We hatched a total of 58,062 larvae from 83,368 eggs, of which 57,697 were Ae. j. japonicus, 351 were Ae. triseriatus, 4 were Anopheles quadrimaculatus, and estimated fewer than 10 were Cx. restuans. Thus, at least 69% of the eggs we collected were Ae. j. japonicus, but this did not significantly vary with treatment, and site and trial random variance components were relatively low for this parameter compared with their contributions in the model for total eggs or total Ae. j. japonicus hatch (Table 2). The number of Ae. j. japonicus larvae hatched closely tracked the number of eggs collected (linear regression slope = 0.85; r2 = 0.94; P = <0.0001; data not illustrated).

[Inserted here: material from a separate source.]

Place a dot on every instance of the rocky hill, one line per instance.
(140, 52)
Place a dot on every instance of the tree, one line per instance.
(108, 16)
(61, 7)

Table 2. Mixed-model analysis results for shade treatment effect on total egg numbers, numbers of Ae. j. japonicus hatched (both variables log-transformed), and proportion Ae. j. japonicus hatched (arcsine-square root transformed).

Fixed effect (shade treatment)
Random effects variance component estimates (% total)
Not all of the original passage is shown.